It would be nice to be able to have more power and flexibility in automatic properties, while still retaining their concise syntax. How about something like this...

public int Foo { MyGetMethod; MySetMethod}

...where MyGetMethod and MySetMethod are user-written methods?  Typically, they would be generic methods on a base class, used over and over by many different properties in derived classes.

The compiler would still generate the backing field (as at present), but the field would be accessed via the user-specified generic methods. The names of the getter and setter methods can be whatever the programmer likes.   

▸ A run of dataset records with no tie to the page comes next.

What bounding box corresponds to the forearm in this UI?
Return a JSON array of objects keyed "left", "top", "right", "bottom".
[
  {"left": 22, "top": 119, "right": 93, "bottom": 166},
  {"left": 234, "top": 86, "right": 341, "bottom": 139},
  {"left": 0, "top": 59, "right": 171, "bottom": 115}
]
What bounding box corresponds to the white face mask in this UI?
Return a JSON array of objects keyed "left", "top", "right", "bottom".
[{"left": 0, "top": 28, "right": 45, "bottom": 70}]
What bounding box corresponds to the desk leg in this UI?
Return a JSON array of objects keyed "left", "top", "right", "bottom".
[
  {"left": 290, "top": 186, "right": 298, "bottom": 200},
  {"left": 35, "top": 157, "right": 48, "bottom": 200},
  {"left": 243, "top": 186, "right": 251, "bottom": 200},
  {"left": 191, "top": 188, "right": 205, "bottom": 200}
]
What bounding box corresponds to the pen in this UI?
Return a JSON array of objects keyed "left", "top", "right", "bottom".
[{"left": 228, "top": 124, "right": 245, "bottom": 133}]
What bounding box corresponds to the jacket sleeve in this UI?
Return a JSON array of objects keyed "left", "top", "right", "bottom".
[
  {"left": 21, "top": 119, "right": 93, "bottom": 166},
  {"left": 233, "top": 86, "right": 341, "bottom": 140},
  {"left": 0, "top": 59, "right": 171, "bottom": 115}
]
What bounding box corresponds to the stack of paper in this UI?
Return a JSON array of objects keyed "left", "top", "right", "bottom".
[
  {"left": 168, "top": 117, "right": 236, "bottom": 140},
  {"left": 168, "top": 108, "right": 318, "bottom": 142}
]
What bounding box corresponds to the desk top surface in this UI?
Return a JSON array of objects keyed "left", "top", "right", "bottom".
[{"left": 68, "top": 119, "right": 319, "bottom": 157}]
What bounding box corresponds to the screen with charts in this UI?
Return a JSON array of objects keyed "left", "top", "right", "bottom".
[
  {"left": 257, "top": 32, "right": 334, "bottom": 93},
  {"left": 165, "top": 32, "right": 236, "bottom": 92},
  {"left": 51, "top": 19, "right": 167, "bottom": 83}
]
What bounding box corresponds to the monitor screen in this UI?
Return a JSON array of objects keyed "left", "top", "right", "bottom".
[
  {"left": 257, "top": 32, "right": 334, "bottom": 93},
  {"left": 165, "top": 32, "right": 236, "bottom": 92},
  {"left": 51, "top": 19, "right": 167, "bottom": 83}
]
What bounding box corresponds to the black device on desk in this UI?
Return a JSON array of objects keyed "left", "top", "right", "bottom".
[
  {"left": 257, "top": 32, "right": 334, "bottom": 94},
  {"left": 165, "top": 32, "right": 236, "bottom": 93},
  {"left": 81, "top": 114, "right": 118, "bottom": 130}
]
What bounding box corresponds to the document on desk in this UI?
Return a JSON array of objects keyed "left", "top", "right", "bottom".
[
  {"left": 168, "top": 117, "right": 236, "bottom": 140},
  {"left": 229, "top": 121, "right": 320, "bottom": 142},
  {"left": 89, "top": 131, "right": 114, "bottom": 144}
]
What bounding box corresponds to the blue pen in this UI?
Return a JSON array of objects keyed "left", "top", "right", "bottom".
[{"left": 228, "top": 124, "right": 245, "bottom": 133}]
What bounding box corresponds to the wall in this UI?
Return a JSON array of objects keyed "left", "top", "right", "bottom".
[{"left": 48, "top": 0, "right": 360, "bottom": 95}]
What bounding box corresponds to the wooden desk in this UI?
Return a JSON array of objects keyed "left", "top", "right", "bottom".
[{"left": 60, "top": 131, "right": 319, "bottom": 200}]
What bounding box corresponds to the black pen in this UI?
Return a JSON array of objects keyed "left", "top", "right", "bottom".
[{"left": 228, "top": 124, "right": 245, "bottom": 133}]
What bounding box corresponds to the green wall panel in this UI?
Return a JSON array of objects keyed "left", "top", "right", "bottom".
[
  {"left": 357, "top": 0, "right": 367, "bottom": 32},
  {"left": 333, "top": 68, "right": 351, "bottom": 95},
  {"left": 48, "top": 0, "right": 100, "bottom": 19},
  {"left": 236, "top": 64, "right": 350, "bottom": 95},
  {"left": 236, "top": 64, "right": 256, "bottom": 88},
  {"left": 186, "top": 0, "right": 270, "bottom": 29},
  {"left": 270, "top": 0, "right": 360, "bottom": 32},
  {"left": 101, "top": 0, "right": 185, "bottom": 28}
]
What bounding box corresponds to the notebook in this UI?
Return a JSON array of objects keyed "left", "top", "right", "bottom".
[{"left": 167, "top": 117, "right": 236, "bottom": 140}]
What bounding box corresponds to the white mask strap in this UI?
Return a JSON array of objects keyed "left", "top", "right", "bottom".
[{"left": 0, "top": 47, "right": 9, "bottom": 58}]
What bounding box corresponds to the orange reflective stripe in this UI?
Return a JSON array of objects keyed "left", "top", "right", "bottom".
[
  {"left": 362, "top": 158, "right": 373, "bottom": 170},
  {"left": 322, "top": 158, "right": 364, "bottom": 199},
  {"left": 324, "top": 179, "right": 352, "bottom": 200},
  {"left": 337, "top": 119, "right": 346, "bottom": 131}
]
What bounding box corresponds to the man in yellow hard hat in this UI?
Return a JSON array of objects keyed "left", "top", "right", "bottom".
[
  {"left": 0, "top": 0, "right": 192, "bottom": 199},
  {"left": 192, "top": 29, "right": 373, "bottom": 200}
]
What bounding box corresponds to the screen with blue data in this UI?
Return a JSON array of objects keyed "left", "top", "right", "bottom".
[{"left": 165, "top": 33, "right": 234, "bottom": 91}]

No matter what the names of the methods, their signatures would have to look something like this:

T MyGetMethod<T>(T field);
void MySetMethod<T>(ref T field, T value);

How could this be used? Consider the example of wanting to provide property change notification, and assume the use of something like ActiveSharp (http://www.codeplex.com/ActiveSharp ). You can write something like this:

void MySetMethod<T>(ref T field, T value)
     field = value;
     PropertyInfo changedProperty = ActiveSharp.PropertyMap.GetProperty(this, ref field);

T MyGetMethod<T>(T field)
    return field;

Put these 2 generic methods in your base class (whatever it may be) and you can have automatic properties _with_ change notification, using a nice compact syntax like this:

public int Foo { MyGetMethod; MySetMethod}

Just as compact as the present syntax; but more powerful  :-)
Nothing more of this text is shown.